+1 for a 0.15.0 before 1.0 if we go ahead with this.
I'm curious to hear other's thoughts about compatibility. I think we
should avoid breaking backwards compatibility if possible. It's common
for apps/libs to be pinned on specific Arrow versions, and I worry it'd
cause a lot of work for downstream devs to audit their tool suite for
full Arrow binary compatibility (and/or require their customers to do
the same).
Could we detect the 4-byte length, incur a penalty copying the memory to
an aligned buffer, then continue consuming the stream? (It's probably
fine if we only write the 8-byte length, since consumers on olderĀ
versions of Arrow could slice from the 4th byte before passing a buffer
to the reader).
I've always understood the metadata to be a few dozen/hundred KB, a
small percentage of the total message size.
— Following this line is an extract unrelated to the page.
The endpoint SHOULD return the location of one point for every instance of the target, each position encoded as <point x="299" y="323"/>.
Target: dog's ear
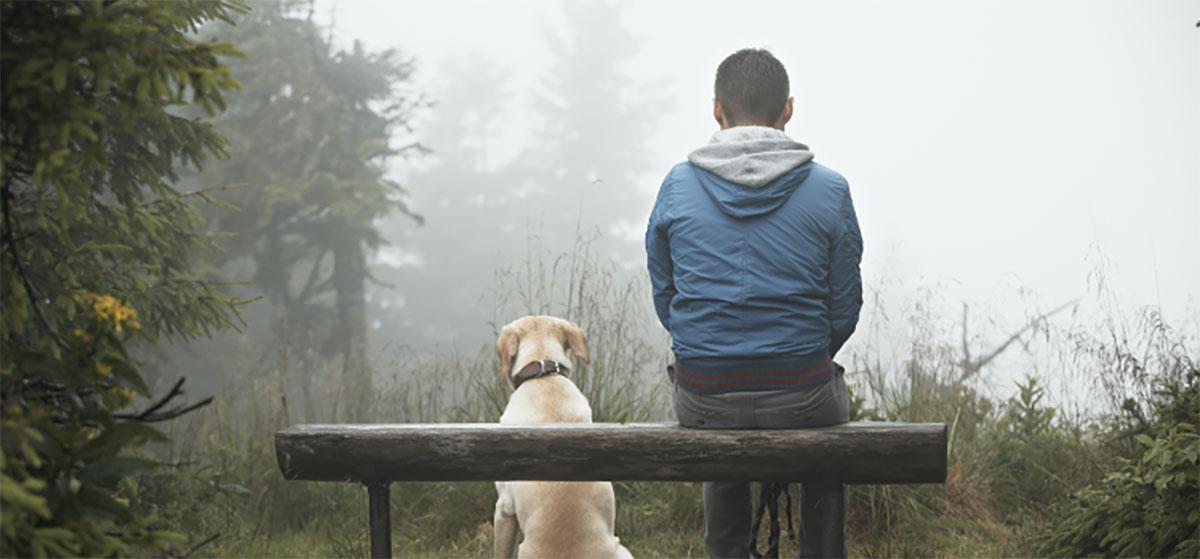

I could be underestimating
the ratios though -- is it common to have tables w/ 1000+ columns? I've
seen a few reports like that in cuDF, but I'm curious to hear
Jacques'/Dremio's experience too.
If copying is feasible, it doesn't seem so bad a trade-off to maintain
backwards-compatibility. As libraries and consumers upgrade their Arrow
dependencies, the 4-byte length will be less and less common, and
they'll be less likely to pay the cost.
On 7/23/19 2:22 AM, Uwe L. Korn wrote:
It is also a good way to test the change in public. We don't want to adjust something
like this anymore in a 1.0.0 release. Already doing this in 0.15.0 and then maybe doing
adjustments due to issues that appear "in the wild" is psychologically the
easier way. There is a lot of thinking of users bound with the magic 1.0, thus I would
plan to minimize what is changed between 1.0 and pre-1.0. This also should save us
maintainers some time as I would expect different behaviour in bug reports between 1.0
and pre-1.0 issues.
Uwe
On Tue, Jul 23, 2019, at 7:52 AM, Micah Kornfield wrote:
I think the main reason to do a release before 1.0.0 is if we want to make
the change that would give a good error message for forward incompatibility
(I think this could be done as 0.14.2 since it would just be clarifying an
error message). Otherwise, I think including it in 1.0.0 would be fine
(its still not clear to me if there is consensus to fix the issue).
Thanks,
Micah
On Monday, July 22, 2019, Wes McKinney <wesmck...@gmail.com> wrote:
I'd be satisfied with fixing the Flatbuffer alignment issue either in
a 0.15.0 or 1.0.0. In the interest of expediency, though, making a
0.15.0 with this change sooner rather than later might be prudent.
On Mon, Jul 22, 2019 at 12:35 PM Antoine Pitrou <anto...@python.org>
wrote:
Hello,
Recently we've discussed breaking the IPC format to fix a long-standing
alignment issue. See this discussion:
https://lists.apache.org/thread.html/8cea56f2069710ac128ff9129c744f0ef96a3e33a4d79d7e820019af@%3Cdev.arrow.apache.org%3E
Should we first do a 0.15.0 in order to get those format fixes right?
Once that is fine and settled we can move to the 1.0.0 release?
Regards
Antoine.